The Mudcat Café TM
Thread #59418 Message #1584386
Posted By: Stilly River Sage
16-Oct-05 - 11:17 PM
Thread Name: BS: The Mother of all BS threads
Subject: RE: BS: The Mother of all BS threads
This morning I stumbled upon an interesting essay that I've been dipping into all day when I have a few minutes. Here's a brief excerpt and a link:
The paper is called Raymond carver's "epiphanic moments"

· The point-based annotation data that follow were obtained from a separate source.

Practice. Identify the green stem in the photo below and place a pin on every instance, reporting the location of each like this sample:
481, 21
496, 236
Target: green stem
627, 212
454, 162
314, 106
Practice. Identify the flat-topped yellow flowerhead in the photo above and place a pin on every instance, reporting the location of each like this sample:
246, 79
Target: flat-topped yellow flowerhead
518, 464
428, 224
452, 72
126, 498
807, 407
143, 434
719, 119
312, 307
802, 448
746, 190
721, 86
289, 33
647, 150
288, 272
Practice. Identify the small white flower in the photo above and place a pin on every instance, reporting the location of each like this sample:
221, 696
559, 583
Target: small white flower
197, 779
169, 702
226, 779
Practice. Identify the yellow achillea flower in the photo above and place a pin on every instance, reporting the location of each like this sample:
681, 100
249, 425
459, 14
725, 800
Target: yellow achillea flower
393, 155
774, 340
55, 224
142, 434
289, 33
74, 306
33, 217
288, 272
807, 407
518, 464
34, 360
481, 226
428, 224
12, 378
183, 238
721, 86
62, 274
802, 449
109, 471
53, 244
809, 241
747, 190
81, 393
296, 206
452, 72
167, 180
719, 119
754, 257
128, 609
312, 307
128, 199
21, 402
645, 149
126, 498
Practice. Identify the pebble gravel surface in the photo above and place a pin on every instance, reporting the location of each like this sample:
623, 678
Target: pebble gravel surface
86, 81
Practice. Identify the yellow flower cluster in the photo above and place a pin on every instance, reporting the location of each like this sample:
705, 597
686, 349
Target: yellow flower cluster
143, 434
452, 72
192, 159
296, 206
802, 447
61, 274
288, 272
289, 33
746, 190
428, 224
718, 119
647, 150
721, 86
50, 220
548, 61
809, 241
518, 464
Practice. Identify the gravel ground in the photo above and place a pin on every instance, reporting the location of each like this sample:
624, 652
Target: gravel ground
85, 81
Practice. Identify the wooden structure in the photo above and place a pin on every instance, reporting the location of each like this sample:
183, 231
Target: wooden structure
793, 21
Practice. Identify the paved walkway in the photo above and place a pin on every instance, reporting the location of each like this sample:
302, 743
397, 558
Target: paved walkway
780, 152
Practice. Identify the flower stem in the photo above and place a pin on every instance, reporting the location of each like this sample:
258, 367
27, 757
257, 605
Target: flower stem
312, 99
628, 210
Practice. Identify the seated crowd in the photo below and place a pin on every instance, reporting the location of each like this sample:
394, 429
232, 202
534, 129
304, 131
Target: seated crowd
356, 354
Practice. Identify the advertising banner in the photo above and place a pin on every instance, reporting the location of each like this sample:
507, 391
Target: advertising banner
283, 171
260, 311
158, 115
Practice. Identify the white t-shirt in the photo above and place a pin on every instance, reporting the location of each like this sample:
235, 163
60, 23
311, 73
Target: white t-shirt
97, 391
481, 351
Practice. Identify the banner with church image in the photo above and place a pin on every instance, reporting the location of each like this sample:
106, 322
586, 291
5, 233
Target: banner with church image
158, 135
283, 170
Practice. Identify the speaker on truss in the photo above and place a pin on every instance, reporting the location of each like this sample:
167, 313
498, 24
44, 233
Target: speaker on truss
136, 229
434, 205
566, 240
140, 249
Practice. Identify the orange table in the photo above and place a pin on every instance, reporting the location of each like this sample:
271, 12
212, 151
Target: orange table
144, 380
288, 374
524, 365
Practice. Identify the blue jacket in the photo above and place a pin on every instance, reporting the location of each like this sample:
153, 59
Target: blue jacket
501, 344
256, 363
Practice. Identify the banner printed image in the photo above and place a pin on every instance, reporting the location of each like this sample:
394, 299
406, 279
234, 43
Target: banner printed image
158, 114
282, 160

1. Carver and the Realist Epiphany
Carver's interest in the rhetoric of the sudden illumination is well-known. In his autobiographical sketch "On Writing," he emphasized his indebtedness to a line from a story by Chekhov he reportedly liked so much that he pinned it on the wall beside his writing desk: it reads, "'... and suddenly everything became clear to him."' Carver was intrigued, he said, by the "hint of revelation that's implied" (Fires 23). If the notion of a "hint of revelation" is understood in the romanticist or modernist terms on which recent aesthetics (Beja, Langbaum, Nichols), phenomenologies (Bidney, Patterns), and typologies (Tigges) of literary epiphany tend to focus, it refers to the charging of external reality with a sense of transcendental significance that, on the one hand, makes a text's narrative agent see matters in a radically new light, but that, on the other, cannot be translated into a logical proposition or concept. This "revelation," then, remains at the level of a non-semantic sense of the "whatness of things" and at best branches into multiple meanings.
I think this has practical applications here at the MOAB.